National Business review publisher Liberty Press Group has undertaken a second new media foray in taking a "major stake" in the wireless communications company Alternative Futures.
NBR killed off the Website it launched in late 1996 in June of this year, at the time promising a move into "a new phase of electronic publishing" focused on "more direct forms of electronic information sales."
NBR publisher Barry Colman was unavailable for comment yesterday but said in a statement that the lesson learned from the Web foray was that "for NBR, the Internet site model didn't have any future. The culture on the Net was such that people wanted information for free and that meant that a site model was incompatible with our business objectives.
"But people are still hungry for timely, useful business information, and the transfer of information. Business relies on the flow of quality information and this is exactly what Alternative Futures is tailor-made to do - with incredible speed and cost efficiency. To that extent, I believe we have achieved a strategic point of entry to the new wave of the communications revolution."
The hitherto little-known Alternative Futures announced the Liberty investment in its wireless business at the same time as it officially called off its joint venture with the Walker Data Vision subsidiary Walker Wireless. The company is now operating as Wireless Internet Services.

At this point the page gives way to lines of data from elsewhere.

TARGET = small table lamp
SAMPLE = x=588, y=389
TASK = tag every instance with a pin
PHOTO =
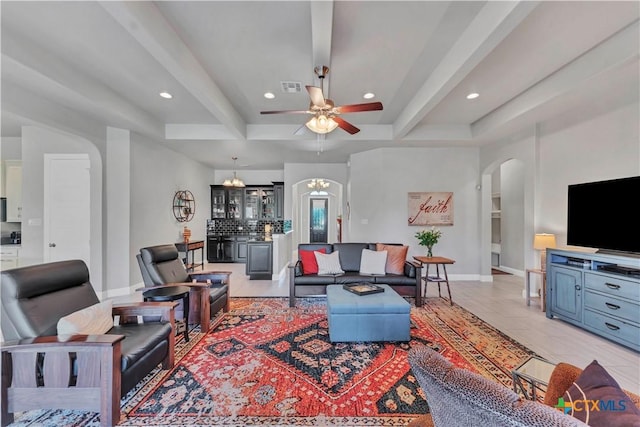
x=541, y=242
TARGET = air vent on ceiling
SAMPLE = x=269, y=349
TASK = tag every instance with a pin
x=291, y=87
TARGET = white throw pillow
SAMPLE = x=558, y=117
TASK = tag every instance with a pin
x=328, y=263
x=373, y=262
x=93, y=320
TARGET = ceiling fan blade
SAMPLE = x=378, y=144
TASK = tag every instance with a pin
x=345, y=125
x=287, y=112
x=317, y=98
x=355, y=108
x=301, y=130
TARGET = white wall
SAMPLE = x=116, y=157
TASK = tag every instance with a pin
x=512, y=215
x=37, y=141
x=10, y=148
x=379, y=182
x=156, y=174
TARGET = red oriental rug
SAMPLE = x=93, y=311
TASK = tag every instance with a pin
x=268, y=364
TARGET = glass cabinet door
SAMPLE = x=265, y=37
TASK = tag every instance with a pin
x=268, y=204
x=234, y=207
x=251, y=203
x=218, y=203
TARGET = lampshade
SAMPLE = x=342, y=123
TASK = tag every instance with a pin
x=543, y=241
x=321, y=124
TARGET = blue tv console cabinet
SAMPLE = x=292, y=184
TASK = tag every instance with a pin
x=597, y=292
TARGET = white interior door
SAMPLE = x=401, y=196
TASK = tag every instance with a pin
x=67, y=191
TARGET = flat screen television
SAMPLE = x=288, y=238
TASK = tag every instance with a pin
x=605, y=215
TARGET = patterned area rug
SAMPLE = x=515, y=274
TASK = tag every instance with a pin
x=268, y=364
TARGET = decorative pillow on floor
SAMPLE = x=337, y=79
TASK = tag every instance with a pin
x=612, y=407
x=396, y=257
x=329, y=263
x=93, y=320
x=373, y=262
x=308, y=259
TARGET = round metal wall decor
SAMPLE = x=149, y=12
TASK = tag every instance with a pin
x=184, y=206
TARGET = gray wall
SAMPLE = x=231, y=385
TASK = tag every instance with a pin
x=156, y=174
x=380, y=180
x=376, y=185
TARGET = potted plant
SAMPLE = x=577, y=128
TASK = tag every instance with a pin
x=429, y=238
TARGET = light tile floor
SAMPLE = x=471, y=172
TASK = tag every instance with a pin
x=501, y=304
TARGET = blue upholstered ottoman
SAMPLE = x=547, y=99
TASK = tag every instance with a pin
x=384, y=316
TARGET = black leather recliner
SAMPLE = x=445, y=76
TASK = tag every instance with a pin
x=161, y=266
x=43, y=370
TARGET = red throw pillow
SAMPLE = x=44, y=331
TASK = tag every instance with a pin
x=309, y=263
x=396, y=256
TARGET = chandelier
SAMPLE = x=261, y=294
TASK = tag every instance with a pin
x=318, y=184
x=235, y=182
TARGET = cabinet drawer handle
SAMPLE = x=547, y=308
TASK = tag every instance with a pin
x=612, y=327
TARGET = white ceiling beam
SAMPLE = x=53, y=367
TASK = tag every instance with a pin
x=493, y=23
x=148, y=26
x=611, y=54
x=287, y=132
x=321, y=34
x=439, y=133
x=197, y=132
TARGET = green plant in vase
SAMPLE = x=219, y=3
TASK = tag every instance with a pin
x=429, y=238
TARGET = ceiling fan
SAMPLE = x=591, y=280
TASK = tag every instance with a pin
x=325, y=113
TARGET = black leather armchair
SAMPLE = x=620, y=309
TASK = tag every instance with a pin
x=43, y=370
x=161, y=266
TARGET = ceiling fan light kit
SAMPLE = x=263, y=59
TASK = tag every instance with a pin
x=325, y=114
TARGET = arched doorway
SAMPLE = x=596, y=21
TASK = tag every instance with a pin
x=302, y=202
x=503, y=223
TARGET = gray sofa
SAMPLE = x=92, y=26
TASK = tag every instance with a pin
x=43, y=370
x=407, y=284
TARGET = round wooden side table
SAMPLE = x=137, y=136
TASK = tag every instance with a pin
x=172, y=293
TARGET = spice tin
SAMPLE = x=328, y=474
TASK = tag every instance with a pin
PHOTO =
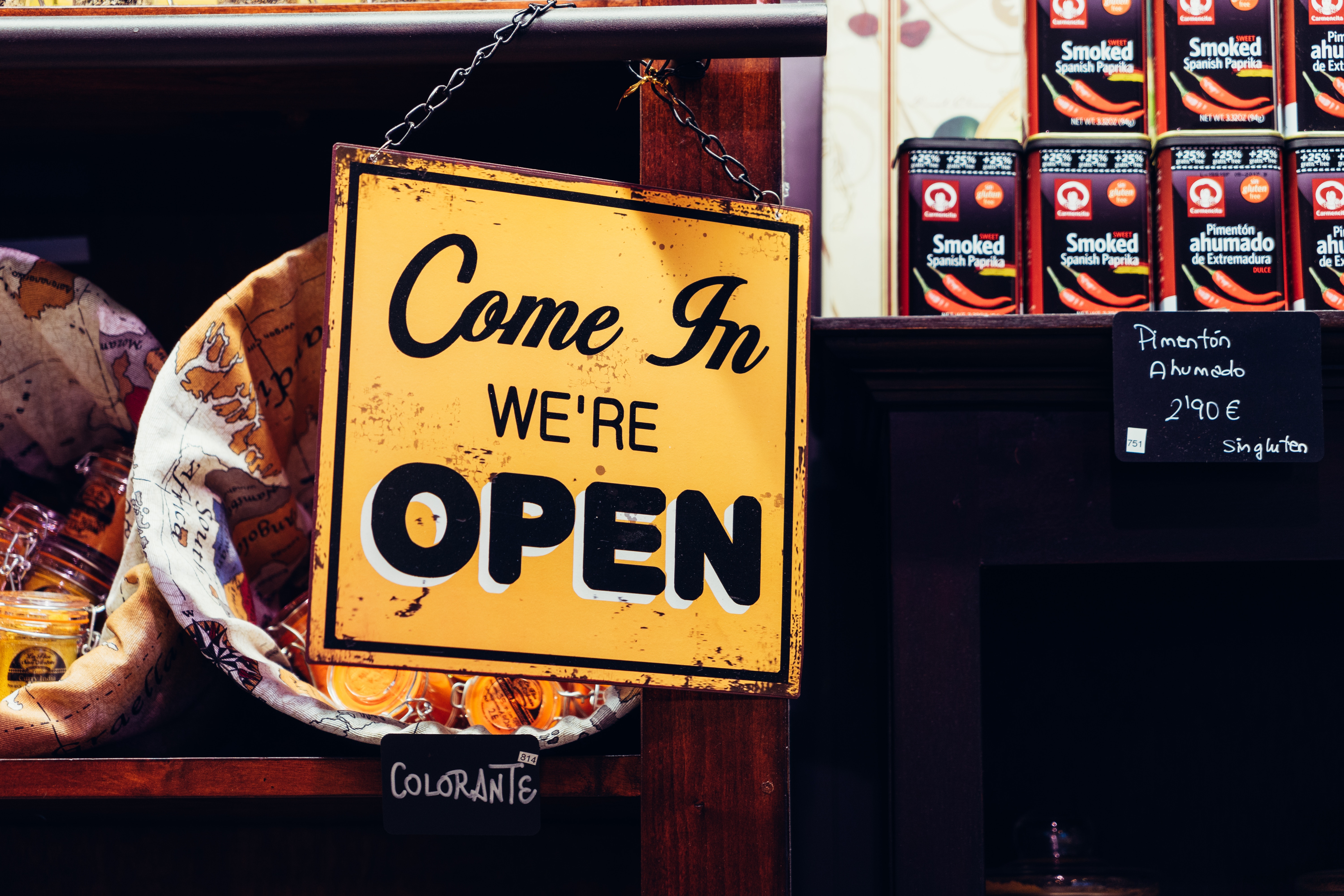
x=41, y=637
x=1315, y=221
x=1220, y=222
x=1085, y=66
x=1312, y=64
x=1216, y=62
x=99, y=516
x=503, y=706
x=958, y=226
x=1088, y=242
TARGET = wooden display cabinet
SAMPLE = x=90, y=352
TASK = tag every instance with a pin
x=1146, y=647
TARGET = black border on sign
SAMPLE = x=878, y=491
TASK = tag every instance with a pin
x=331, y=643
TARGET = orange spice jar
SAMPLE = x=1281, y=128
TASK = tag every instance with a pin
x=503, y=706
x=398, y=694
x=37, y=518
x=69, y=566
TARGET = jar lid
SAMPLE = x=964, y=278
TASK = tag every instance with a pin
x=17, y=538
x=28, y=512
x=45, y=613
x=373, y=691
x=114, y=463
x=61, y=553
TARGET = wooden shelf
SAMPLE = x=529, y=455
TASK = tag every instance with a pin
x=272, y=777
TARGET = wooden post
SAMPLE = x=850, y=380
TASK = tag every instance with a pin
x=716, y=780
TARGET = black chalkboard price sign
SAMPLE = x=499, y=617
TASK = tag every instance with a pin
x=1218, y=388
x=462, y=785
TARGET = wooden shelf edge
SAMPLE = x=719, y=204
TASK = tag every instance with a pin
x=272, y=777
x=1330, y=320
x=287, y=7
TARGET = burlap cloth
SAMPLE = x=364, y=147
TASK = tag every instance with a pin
x=220, y=506
x=222, y=491
x=144, y=672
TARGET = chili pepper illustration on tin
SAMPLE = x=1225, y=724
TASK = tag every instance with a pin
x=1225, y=96
x=947, y=306
x=964, y=293
x=1202, y=107
x=1325, y=101
x=1333, y=297
x=1091, y=116
x=1076, y=302
x=1091, y=96
x=1101, y=293
x=1213, y=300
x=1237, y=291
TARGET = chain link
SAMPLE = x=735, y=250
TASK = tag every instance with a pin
x=644, y=70
x=439, y=96
x=658, y=80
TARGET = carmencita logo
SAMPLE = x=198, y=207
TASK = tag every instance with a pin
x=1068, y=14
x=1073, y=199
x=1205, y=197
x=1190, y=13
x=1327, y=199
x=940, y=201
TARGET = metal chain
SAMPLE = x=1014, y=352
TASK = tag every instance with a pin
x=643, y=70
x=439, y=96
x=658, y=81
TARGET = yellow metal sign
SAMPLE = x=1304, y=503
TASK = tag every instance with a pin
x=564, y=429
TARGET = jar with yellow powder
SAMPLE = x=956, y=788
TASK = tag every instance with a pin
x=41, y=636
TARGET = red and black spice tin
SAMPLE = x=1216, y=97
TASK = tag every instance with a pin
x=1085, y=66
x=1216, y=61
x=1315, y=217
x=1088, y=225
x=1220, y=222
x=958, y=226
x=1312, y=60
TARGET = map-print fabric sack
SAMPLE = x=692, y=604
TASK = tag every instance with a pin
x=76, y=367
x=76, y=370
x=222, y=491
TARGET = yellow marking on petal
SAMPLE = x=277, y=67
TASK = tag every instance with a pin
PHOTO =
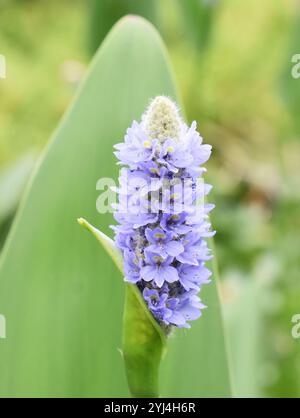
x=160, y=235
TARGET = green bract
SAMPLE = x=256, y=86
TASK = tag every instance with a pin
x=60, y=293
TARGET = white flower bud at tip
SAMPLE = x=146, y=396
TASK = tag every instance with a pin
x=161, y=120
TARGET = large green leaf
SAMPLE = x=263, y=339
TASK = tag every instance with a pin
x=144, y=342
x=197, y=360
x=103, y=14
x=60, y=293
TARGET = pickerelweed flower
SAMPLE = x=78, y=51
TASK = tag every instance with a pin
x=162, y=216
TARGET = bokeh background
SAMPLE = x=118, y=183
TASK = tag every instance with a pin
x=233, y=63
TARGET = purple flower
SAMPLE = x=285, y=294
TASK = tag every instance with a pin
x=159, y=270
x=195, y=250
x=163, y=220
x=131, y=266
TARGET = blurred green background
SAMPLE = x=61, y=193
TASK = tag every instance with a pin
x=233, y=65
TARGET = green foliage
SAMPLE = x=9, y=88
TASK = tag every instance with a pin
x=103, y=14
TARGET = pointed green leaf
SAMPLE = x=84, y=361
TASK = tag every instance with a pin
x=107, y=243
x=59, y=291
x=143, y=340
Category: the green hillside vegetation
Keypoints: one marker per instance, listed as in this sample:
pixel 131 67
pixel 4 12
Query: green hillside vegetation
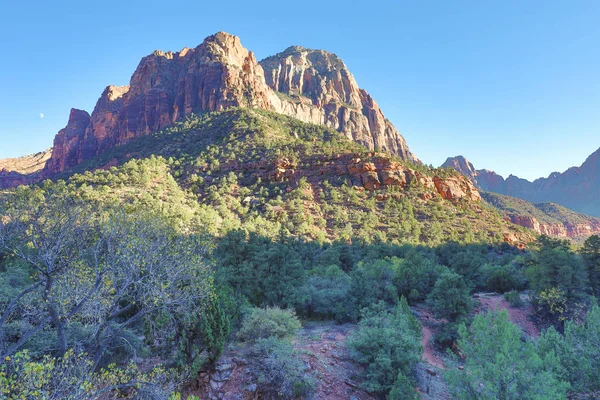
pixel 213 158
pixel 136 272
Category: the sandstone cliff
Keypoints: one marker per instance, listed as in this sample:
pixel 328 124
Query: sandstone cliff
pixel 22 170
pixel 322 90
pixel 218 74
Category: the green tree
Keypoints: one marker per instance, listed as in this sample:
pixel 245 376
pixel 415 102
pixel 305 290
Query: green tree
pixel 388 343
pixel 555 266
pixel 591 258
pixel 450 298
pixel 499 365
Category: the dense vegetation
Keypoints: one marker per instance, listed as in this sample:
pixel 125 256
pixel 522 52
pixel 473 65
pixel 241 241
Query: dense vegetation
pixel 129 280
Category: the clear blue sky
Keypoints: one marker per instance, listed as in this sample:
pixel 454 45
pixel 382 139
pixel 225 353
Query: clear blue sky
pixel 512 85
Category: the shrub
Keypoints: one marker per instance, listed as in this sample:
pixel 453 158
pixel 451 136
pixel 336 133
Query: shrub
pixel 388 344
pixel 499 365
pixel 270 322
pixel 279 370
pixel 514 298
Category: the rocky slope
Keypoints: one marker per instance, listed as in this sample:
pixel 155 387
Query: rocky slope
pixel 22 170
pixel 322 90
pixel 544 218
pixel 578 188
pixel 313 86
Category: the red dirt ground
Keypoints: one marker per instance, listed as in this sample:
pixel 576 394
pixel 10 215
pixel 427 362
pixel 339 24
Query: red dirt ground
pixel 518 315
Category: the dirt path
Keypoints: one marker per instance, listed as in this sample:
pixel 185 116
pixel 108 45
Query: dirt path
pixel 323 348
pixel 518 315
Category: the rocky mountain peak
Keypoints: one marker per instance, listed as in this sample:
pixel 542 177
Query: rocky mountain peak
pixel 462 165
pixel 323 91
pixel 311 85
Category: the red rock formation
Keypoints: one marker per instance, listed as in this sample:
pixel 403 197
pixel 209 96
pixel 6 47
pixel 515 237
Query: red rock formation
pixel 325 92
pixel 218 74
pixel 367 172
pixel 22 170
pixel 67 143
pixel 578 188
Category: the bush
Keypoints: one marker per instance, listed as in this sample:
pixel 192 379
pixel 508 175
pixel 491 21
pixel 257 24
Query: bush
pixel 270 322
pixel 388 344
pixel 514 298
pixel 499 365
pixel 328 294
pixel 280 371
pixel 450 297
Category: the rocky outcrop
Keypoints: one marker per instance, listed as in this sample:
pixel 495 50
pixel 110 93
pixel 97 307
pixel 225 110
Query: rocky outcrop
pixel 67 143
pixel 322 90
pixel 578 188
pixel 218 74
pixel 565 230
pixel 22 170
pixel 368 171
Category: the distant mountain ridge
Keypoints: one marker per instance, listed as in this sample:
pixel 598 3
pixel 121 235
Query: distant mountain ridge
pixel 577 189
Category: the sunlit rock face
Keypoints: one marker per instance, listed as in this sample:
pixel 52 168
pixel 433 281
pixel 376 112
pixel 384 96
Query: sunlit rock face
pixel 313 86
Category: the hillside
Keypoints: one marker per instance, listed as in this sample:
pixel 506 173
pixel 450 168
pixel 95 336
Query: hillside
pixel 266 172
pixel 544 218
pixel 22 170
pixel 577 188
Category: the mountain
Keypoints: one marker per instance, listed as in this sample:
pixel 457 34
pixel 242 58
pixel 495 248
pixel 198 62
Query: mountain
pixel 22 170
pixel 544 218
pixel 313 86
pixel 268 173
pixel 575 189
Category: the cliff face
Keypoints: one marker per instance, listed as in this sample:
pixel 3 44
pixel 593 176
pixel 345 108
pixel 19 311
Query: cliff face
pixel 564 230
pixel 22 170
pixel 578 188
pixel 313 86
pixel 323 91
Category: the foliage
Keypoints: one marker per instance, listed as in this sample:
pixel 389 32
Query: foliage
pixel 201 335
pixel 591 259
pixel 555 266
pixel 269 322
pixel 388 344
pixel 578 351
pixel 499 365
pixel 279 369
pixel 73 377
pixel 450 297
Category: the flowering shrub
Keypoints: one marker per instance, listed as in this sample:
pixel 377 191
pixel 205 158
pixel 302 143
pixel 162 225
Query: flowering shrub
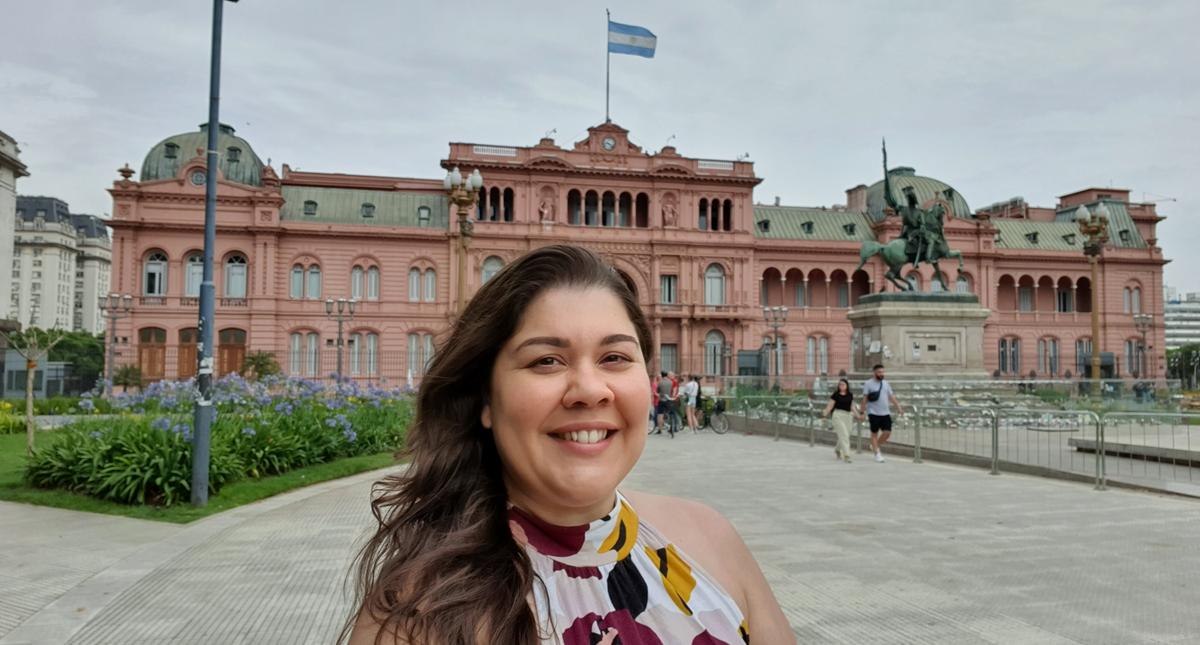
pixel 262 428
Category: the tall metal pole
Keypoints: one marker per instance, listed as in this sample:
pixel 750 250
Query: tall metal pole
pixel 1096 330
pixel 203 410
pixel 607 64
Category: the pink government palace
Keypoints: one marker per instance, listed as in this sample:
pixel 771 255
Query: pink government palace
pixel 706 258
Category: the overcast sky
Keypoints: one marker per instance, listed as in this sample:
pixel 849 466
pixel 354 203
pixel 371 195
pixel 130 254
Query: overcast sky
pixel 999 98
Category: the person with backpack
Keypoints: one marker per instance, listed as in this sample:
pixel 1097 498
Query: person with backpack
pixel 876 396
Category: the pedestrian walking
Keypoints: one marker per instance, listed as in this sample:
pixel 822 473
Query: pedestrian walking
pixel 691 396
pixel 841 409
pixel 664 405
pixel 876 397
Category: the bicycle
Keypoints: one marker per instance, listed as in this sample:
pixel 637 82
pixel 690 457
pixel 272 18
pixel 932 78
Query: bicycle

Colman said Alternative Futures had already secured "substantial bandwidth" for its wireless services, but it is not clear whether this means it has moved beyond the 2GHz spread-spectrum technology being used by Walker. This spectrum offers speeds of up to 3Mbit/s with the cost of customer premises equipment running to about $2000 - but it is unlicensed, and hence potentially subject to congestion as other operators come in.
Alternative Futures now says it is "upping the ante on competitors by providing more than four times the speed of data flow across its network than that available from its former joint venture partner."
Alternative Futures' wireless internet general manager, Russell Kerr said in a statement that his company and Walker had struck "irreconcilable differences" over the application of their operating agreement.
Kerr said that although his company provided Walker with "substantial intellectual and technology application support fundamental to establishing a wireless service in Auckland, it became apparent that Walker considered the market to be its own.
"Simply, we consider Walker has defaulted on the agreement, and having now made its intentions very clear, we will attend to the security and services needs of our own wireless network clients around the country.
"That means applying our own technology developments to our own network only, and using these to provide our clients not just with a faster and superior wireless internet communications service, but a more comprehensive range of communications options and services."
Kerr said the company's Auckland network was now 92% complete letting it provide linkage into key commercial and industrial areas "blind" to traditional broadcast points. A service for four customers in Christchurch would be operating by early next year.
Colman said Alternative Futures had earmarked a further $15 million for technology development and services expansion over the next 18 months, part of which would include the provision of business to business communications, where the resource of National Business Review would feature.